NaNoGenMo 2014 Dev Diary #2: Setting up the template
NaNoGenMo is an idea created by Darius Kazemi to parody NaNoWriWo. Instead of writing a novel, developers write programs to generate 50k+ word “novels”. This series of posts will document my participation throughout the month. Having loaded sample data into Neo4j, I was able to move on to loading the full Seinfeld scripts. It was a bit slow, about an hour, although that was with minimal optimization on my part. When finished, the graph contained over 16,000 nodes and almost 500,000 relationships. Although I know my final product will be nonsense, I want it to have the feel of an actual transcript. To do this, I generated some statistics about number of lines per script, words per sentence, etc. I discovered a handy function buried in scipy that accepts a list of percentages and returns random numbers distributed according to the percentages. For example, here is some code that returns a number of sentences for a given line:
from scipy import stats
line_lengths = {
1: 0.37012475970532455,
2: 0.13680991884813376,
3: 0.05066508405475493,
4: 0.019468706859848535,
5: 0.00896670064121586,
6: 0.004683327097498355,
7: 0.002425524777767743,
8: 0.001535305577416816,
9: 0.0010579416583880582,
10: 0.0003741500986982157,
11: 0.0005289708291940291,
12: 0.0003096414609916268,
13: 0.0001419190029544956,
14: 7.74103652479067e-05,
15: 0.00012901727541317782,
16: 6.450863770658891e-05,
17: 5.160691016527113e-05,
18: 0.00010321382033054225,
19: 5.160691016527113e-05,
20: 3.870518262395335e-05,
21: 1.2901727541317782e-05,
22: 3.870518262395335e-05,
23: 2.5803455082635563e-05,
24: 1.2901727541317782e-05,
26: 1.2901727541317782e-05,
34: 1.2901727541317782e-05,
37: 1.2901727541317782e-05
}
probability = stats.rv_discrete(a=1, values=(list(line_lengths.keys()), list(line_lengths.values())))

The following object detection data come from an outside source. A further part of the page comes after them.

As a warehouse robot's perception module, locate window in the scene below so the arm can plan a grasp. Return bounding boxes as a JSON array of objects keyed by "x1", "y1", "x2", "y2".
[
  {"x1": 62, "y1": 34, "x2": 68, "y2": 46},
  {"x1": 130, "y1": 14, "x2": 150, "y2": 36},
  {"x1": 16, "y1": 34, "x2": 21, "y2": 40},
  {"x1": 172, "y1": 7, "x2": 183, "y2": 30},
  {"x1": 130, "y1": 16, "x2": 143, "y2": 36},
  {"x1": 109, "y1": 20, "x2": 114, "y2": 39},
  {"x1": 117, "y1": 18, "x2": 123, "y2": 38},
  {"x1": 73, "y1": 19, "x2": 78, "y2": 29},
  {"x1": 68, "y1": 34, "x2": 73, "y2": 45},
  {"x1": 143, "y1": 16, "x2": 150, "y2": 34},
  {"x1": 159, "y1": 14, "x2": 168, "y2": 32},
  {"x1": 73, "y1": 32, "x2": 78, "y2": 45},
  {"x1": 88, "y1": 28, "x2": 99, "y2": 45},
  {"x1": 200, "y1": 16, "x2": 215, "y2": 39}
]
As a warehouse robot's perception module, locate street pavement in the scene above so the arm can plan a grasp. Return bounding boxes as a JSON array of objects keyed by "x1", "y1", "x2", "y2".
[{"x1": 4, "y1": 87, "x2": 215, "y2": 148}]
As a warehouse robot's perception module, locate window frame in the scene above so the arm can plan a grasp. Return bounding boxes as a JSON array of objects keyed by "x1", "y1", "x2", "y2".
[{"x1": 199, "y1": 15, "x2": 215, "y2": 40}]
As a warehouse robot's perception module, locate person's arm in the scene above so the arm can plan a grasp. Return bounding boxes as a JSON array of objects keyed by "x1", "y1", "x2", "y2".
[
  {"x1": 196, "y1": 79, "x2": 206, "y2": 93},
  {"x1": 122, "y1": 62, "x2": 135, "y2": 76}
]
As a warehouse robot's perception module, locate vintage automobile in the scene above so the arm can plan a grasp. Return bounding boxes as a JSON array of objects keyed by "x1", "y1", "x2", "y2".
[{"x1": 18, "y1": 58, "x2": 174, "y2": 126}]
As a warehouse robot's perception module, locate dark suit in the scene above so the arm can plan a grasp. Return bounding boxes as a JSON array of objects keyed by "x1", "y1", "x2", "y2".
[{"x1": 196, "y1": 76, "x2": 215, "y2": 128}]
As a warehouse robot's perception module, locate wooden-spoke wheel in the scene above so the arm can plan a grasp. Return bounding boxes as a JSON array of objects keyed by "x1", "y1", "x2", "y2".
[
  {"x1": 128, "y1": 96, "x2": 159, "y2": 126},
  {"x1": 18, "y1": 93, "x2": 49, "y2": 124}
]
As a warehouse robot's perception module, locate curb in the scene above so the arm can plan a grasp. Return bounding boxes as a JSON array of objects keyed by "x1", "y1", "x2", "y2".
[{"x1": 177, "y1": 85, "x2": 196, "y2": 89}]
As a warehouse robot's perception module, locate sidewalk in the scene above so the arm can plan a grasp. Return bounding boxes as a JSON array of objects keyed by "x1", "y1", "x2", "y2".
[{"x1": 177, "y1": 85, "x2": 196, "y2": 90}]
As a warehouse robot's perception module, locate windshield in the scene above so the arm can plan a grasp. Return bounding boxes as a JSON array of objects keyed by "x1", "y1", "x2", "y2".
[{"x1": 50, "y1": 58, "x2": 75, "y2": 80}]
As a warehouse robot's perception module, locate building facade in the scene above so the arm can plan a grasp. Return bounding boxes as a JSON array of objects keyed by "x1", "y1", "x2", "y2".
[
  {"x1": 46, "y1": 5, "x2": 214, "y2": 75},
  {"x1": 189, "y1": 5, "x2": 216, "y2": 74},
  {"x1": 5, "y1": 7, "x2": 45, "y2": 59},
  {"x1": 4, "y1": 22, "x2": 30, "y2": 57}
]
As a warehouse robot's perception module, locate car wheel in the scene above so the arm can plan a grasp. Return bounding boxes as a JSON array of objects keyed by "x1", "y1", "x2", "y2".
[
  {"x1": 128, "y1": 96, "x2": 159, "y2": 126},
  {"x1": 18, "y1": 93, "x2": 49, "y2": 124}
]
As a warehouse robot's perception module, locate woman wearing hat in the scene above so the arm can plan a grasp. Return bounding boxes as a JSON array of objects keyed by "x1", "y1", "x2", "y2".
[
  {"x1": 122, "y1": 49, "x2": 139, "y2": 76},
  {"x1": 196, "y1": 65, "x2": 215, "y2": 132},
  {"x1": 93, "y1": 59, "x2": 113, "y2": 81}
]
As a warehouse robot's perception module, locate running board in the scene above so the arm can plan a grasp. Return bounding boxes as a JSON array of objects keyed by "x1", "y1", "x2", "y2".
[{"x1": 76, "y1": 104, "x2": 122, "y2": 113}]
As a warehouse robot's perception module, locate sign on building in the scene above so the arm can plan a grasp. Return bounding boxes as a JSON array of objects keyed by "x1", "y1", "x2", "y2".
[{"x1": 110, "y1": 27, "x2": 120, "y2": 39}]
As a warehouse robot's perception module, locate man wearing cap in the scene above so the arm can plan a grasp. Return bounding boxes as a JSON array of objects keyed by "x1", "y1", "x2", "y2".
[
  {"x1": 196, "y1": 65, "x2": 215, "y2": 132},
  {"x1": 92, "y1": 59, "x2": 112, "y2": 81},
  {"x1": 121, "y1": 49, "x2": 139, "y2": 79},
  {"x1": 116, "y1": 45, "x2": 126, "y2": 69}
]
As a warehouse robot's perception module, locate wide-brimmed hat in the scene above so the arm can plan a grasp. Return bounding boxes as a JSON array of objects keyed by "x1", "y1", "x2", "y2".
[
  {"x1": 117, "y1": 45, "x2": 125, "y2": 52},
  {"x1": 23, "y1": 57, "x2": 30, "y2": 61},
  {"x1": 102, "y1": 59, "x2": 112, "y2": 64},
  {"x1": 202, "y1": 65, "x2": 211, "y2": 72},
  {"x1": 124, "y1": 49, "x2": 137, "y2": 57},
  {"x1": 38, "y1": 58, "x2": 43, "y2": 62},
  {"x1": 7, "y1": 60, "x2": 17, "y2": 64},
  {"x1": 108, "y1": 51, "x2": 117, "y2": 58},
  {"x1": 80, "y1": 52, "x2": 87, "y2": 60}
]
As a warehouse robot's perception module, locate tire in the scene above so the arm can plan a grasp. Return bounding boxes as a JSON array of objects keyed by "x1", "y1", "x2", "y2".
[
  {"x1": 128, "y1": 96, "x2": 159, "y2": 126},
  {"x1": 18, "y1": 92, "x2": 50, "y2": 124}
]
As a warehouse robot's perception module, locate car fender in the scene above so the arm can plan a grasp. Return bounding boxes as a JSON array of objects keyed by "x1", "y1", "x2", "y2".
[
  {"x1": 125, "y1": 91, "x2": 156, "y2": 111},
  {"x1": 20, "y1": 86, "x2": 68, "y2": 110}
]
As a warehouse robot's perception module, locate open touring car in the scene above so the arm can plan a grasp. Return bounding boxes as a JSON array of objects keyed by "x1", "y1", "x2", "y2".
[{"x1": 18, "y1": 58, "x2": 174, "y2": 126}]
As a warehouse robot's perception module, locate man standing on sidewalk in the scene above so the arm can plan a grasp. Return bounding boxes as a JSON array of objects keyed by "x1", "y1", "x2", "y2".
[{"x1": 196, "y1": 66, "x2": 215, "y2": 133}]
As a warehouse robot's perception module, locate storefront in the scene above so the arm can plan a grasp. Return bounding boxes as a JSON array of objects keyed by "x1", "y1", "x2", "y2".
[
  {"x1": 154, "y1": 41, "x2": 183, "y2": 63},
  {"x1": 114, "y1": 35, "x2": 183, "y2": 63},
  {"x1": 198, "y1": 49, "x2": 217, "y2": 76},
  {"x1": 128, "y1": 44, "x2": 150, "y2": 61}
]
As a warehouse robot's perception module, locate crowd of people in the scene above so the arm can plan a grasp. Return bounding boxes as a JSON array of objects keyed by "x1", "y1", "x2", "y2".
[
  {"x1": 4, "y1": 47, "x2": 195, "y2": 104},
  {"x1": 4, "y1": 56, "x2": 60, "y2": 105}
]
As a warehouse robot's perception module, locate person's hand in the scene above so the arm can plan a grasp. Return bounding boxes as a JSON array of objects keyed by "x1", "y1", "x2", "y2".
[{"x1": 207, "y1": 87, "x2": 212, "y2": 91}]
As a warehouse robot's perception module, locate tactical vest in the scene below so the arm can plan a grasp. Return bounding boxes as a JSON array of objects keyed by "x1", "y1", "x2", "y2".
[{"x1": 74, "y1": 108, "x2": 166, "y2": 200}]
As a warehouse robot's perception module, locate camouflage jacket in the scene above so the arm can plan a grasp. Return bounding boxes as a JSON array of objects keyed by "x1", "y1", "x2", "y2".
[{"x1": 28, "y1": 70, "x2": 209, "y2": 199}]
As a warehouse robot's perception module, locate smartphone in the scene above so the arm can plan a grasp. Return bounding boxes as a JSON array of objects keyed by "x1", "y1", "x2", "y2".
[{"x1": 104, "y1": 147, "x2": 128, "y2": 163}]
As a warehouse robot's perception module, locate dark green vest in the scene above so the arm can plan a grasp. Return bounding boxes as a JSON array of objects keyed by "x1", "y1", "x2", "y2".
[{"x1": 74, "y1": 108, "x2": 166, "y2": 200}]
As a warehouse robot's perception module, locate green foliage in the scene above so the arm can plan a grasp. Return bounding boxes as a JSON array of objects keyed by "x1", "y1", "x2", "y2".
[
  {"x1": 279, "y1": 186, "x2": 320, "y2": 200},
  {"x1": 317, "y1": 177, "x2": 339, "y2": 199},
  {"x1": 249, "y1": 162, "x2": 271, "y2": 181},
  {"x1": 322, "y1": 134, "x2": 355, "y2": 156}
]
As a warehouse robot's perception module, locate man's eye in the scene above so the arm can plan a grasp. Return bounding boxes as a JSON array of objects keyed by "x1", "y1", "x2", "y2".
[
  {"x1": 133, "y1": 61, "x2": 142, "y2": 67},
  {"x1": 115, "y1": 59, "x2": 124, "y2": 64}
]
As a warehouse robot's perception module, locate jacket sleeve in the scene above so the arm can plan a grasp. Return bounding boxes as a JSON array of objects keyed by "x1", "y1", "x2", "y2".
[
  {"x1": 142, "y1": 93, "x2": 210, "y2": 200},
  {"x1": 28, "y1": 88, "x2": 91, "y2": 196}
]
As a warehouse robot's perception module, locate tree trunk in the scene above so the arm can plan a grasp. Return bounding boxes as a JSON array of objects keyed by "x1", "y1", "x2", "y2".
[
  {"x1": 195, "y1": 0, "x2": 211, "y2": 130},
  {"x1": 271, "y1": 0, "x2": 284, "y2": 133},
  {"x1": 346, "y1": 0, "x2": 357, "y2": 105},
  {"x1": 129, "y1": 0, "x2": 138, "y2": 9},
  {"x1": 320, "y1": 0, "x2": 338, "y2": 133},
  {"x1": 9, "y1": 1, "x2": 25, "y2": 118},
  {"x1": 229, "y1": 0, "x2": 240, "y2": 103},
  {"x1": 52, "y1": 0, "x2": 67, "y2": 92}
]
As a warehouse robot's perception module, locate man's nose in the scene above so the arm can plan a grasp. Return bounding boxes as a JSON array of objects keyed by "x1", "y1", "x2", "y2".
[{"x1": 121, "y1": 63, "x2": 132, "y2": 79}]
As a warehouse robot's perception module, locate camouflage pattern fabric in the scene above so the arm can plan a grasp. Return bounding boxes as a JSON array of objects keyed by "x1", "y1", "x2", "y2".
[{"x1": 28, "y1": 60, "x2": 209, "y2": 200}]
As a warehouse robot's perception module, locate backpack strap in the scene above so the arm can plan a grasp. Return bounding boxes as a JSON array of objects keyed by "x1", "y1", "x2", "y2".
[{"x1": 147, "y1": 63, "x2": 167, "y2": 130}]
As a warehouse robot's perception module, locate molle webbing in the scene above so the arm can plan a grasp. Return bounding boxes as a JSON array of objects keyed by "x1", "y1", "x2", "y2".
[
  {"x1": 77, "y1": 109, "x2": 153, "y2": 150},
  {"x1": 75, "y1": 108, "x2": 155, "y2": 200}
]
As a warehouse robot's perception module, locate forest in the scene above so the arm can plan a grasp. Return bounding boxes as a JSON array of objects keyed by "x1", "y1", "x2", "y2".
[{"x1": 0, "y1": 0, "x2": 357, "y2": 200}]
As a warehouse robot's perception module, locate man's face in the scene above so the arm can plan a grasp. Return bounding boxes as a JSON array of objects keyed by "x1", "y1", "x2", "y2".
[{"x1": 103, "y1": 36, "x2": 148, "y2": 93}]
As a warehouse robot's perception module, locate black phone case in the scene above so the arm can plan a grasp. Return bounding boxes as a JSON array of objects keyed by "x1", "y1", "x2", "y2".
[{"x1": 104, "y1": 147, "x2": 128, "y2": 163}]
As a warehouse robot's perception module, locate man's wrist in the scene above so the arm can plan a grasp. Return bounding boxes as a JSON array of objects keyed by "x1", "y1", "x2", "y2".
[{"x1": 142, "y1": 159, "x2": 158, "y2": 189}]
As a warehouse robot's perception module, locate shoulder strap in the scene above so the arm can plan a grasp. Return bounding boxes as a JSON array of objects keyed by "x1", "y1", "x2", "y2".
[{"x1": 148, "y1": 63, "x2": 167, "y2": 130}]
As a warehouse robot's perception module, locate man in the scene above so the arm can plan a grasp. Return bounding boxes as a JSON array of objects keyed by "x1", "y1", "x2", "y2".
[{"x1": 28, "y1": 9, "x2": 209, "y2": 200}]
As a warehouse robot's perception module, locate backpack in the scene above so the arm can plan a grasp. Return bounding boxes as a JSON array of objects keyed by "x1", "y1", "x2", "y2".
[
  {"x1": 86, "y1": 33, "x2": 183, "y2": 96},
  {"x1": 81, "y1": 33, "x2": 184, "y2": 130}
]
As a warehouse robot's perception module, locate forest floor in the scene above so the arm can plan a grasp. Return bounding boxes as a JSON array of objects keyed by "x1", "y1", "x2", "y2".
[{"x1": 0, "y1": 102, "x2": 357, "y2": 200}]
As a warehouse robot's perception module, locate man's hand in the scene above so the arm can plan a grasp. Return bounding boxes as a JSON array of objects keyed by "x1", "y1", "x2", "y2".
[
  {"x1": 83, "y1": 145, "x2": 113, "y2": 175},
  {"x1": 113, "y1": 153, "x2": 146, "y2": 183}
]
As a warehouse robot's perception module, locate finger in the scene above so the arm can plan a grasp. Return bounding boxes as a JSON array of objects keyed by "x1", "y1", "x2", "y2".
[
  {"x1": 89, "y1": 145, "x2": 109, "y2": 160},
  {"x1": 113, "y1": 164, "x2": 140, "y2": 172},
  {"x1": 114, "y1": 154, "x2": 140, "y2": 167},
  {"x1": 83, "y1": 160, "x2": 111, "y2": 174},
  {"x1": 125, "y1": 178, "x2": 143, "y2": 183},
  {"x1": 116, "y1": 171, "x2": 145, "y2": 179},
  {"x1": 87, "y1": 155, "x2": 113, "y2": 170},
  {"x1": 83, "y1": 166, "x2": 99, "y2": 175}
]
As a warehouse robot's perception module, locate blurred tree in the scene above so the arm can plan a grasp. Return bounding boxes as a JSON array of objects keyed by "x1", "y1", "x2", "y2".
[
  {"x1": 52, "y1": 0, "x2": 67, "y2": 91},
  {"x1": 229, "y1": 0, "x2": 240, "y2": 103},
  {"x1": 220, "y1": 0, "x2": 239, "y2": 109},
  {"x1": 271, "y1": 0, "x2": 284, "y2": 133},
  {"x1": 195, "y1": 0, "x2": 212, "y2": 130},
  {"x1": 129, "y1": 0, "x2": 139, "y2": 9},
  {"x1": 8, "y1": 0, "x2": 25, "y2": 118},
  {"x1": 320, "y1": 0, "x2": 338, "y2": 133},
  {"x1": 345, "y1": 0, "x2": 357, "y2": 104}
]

line_length = probability.rvs(size=1)[0]
Applying these probabilities with a nonsense sample sentence, I was able to achieve something like this: > SEASON UNKNOWN: EPISODE 1 – THE PLACEHOLDER ============================= KRAMER: The goats. The goats? The goats are going! GEORGE: The goats are going! The goats are going? The. ELAINE: The goats? GEORGE: The. JERRY: The? GEORGE: The goats are?
The next step will be getting words out of the Neo4j graph instead of the sample sentence.